For all intents and purposes, he's retired. Competing once or twice a year isn't the life of a wrestler, that's a Vickie Guerrero in-ring schedule.
What would make Hunter capturing the gold so bad is that without two champions, there will be no one to defend a world title at house shows. He's not going to show up for them. That takes away a big drawing card for fans. What's going to be in the main event? A U.S. title defense?
Ok, so even if this doesn't lead to a Hunter as champion scenario, it's still hard to find the point of it. A COO knocked out the WWE Champion who is 10 years younger than him. That's flat-out bad.
WWE only gave fans a few weeks to let fans know that the titles would be merged. Considering the belts used to be perceived as near equals, this should have been a huge storyline. It could have been a WrestleMania main event. Instead, it's happening at a pay-per-view called Tables, Ladders and Chairs.

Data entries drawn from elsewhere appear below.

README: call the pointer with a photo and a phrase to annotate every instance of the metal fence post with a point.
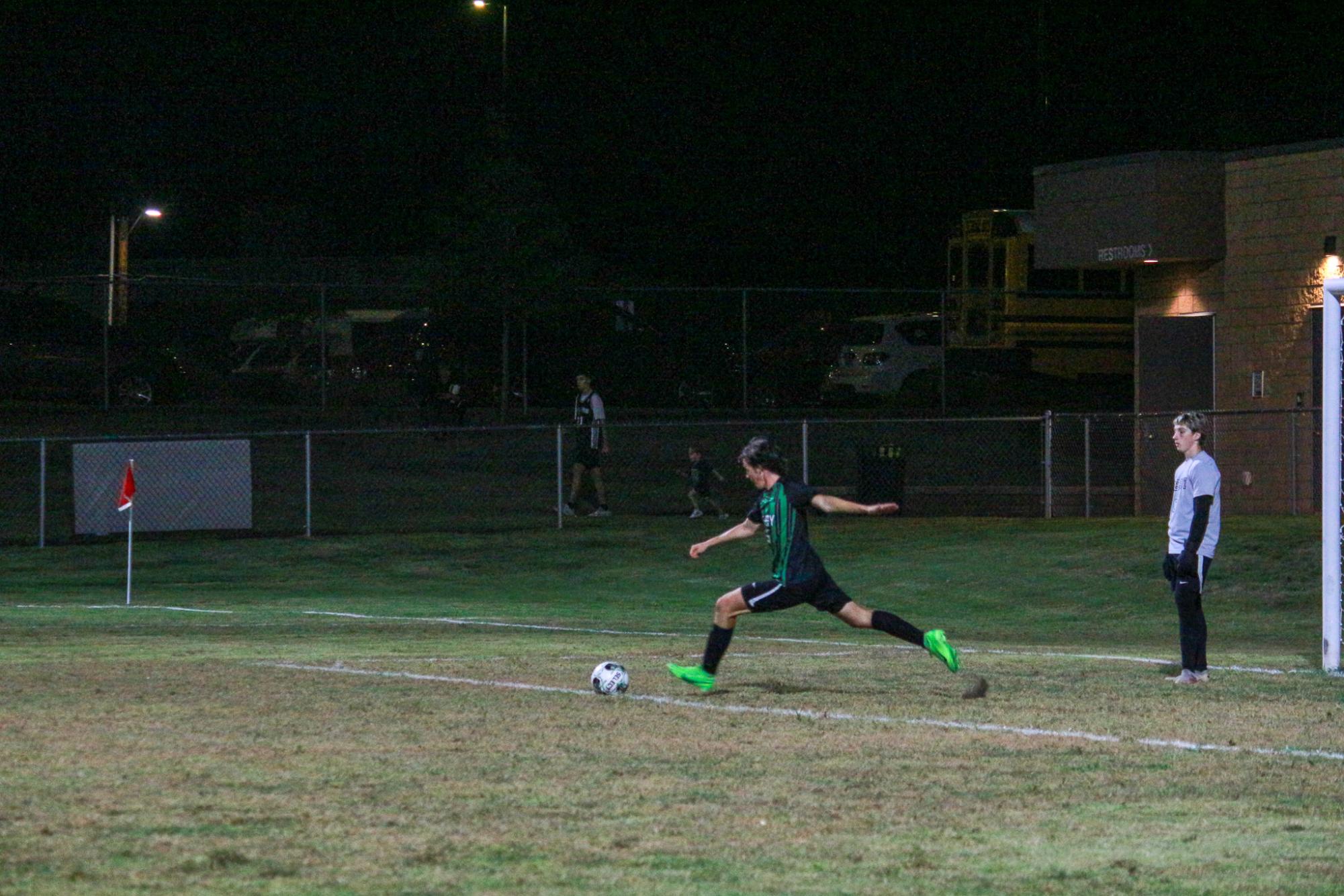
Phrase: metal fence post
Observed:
(745, 404)
(308, 484)
(1087, 467)
(42, 494)
(1292, 467)
(322, 324)
(805, 453)
(1048, 424)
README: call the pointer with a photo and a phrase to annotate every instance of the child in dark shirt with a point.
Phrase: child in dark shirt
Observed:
(703, 484)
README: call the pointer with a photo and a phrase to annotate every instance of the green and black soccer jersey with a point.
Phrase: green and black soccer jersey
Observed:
(784, 512)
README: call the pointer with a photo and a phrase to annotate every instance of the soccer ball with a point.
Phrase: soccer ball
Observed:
(611, 678)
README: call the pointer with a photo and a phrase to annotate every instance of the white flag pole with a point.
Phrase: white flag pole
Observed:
(131, 533)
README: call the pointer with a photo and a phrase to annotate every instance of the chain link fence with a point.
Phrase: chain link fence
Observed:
(515, 479)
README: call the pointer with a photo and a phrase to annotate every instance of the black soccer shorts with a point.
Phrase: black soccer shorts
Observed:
(770, 596)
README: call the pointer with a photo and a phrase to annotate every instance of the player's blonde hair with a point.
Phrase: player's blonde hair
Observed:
(1192, 421)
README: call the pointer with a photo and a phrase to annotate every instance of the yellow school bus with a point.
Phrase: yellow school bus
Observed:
(1071, 323)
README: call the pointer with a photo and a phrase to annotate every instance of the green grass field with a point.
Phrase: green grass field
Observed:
(445, 741)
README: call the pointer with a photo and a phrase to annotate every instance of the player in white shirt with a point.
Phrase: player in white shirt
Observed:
(1192, 533)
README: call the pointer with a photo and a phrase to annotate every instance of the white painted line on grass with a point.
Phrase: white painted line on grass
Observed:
(821, 641)
(147, 607)
(828, 715)
(461, 621)
(1149, 662)
(476, 621)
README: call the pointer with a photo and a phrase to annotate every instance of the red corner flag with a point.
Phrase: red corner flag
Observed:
(128, 488)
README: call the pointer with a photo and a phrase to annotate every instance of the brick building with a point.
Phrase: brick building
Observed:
(1227, 255)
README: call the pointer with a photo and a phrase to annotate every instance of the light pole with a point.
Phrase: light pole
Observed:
(504, 384)
(119, 241)
(483, 5)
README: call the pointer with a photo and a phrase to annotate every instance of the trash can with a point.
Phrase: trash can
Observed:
(882, 475)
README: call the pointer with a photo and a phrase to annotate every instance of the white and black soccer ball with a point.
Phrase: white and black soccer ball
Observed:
(611, 678)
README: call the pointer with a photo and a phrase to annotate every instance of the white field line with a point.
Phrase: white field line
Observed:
(476, 621)
(461, 621)
(147, 607)
(831, 717)
(821, 641)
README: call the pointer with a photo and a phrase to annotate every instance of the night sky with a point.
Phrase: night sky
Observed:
(692, 144)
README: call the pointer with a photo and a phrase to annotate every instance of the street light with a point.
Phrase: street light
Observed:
(483, 5)
(119, 241)
(119, 238)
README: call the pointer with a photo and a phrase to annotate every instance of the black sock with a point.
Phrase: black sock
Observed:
(895, 627)
(715, 648)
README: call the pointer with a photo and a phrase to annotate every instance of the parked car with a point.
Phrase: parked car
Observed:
(882, 354)
(53, 350)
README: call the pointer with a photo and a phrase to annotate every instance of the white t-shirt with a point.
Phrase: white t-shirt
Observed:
(1195, 476)
(589, 413)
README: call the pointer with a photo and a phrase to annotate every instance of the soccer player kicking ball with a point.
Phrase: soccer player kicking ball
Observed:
(797, 577)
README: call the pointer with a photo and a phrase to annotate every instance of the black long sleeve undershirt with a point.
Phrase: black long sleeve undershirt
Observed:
(1198, 523)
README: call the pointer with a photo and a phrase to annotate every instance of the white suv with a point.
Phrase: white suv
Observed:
(882, 354)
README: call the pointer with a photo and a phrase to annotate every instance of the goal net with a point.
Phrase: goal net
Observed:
(1331, 413)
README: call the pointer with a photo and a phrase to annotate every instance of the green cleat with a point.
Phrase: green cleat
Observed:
(936, 643)
(692, 675)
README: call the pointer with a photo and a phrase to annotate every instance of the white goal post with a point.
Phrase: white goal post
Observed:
(1331, 533)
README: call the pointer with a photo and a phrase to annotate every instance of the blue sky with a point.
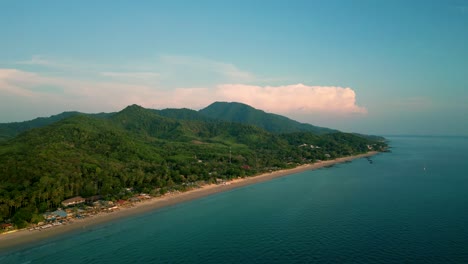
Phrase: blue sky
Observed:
(382, 67)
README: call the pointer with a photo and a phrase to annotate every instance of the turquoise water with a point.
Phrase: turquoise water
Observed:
(408, 206)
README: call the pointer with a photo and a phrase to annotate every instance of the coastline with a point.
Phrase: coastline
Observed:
(23, 237)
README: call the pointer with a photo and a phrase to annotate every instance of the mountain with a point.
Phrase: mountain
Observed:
(151, 151)
(11, 130)
(242, 113)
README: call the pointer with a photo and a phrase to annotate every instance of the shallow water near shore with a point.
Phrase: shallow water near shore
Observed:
(410, 205)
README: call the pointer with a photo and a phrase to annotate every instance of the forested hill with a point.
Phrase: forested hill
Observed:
(230, 112)
(242, 113)
(147, 150)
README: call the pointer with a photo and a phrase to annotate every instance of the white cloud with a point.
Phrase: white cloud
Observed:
(112, 96)
(131, 75)
(296, 98)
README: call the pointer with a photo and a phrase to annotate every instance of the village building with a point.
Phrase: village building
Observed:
(73, 201)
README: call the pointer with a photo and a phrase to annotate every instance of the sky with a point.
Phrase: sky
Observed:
(369, 66)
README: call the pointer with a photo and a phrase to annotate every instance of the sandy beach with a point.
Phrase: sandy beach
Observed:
(25, 236)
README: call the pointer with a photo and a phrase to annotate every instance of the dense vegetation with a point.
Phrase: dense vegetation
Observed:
(242, 113)
(150, 151)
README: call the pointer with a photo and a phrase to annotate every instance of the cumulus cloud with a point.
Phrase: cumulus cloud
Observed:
(112, 95)
(293, 98)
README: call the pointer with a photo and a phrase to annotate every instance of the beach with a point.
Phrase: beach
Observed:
(25, 236)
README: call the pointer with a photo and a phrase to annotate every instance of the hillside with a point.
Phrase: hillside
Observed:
(148, 151)
(242, 113)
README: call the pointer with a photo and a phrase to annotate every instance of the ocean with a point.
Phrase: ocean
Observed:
(407, 206)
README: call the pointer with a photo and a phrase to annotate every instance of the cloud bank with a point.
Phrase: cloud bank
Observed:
(33, 89)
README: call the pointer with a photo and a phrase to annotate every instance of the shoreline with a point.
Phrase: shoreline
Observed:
(24, 237)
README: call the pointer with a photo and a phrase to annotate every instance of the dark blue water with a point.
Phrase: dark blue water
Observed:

The company didn't even seem to be sure that the titles would be unified until a week or so ago. The best thing to do was to keep it simple: Orton and Cena talk about wanting to be the best in the business, and they talk about the proud lineage of their respective belts. Triple H unnecessarily got involved and damaged the top title in the very company he will someday run.
All Raw needed in order to have a fantastic, coherent ending that effectively built toward the pay-per-view was to leave the boss out of it. As we've seen the past few months (and quite a few times over the past 15 years), it doesn't happen as much as it should.
And just in case you didn’t think this segment was really about Triple H, take a look back and see whose music was playing at the end of the show. Rightfully it should have been one of the challengers' at the pay-per-view, right? But it wasn't. It was HHH’s, because why wouldn’t it be?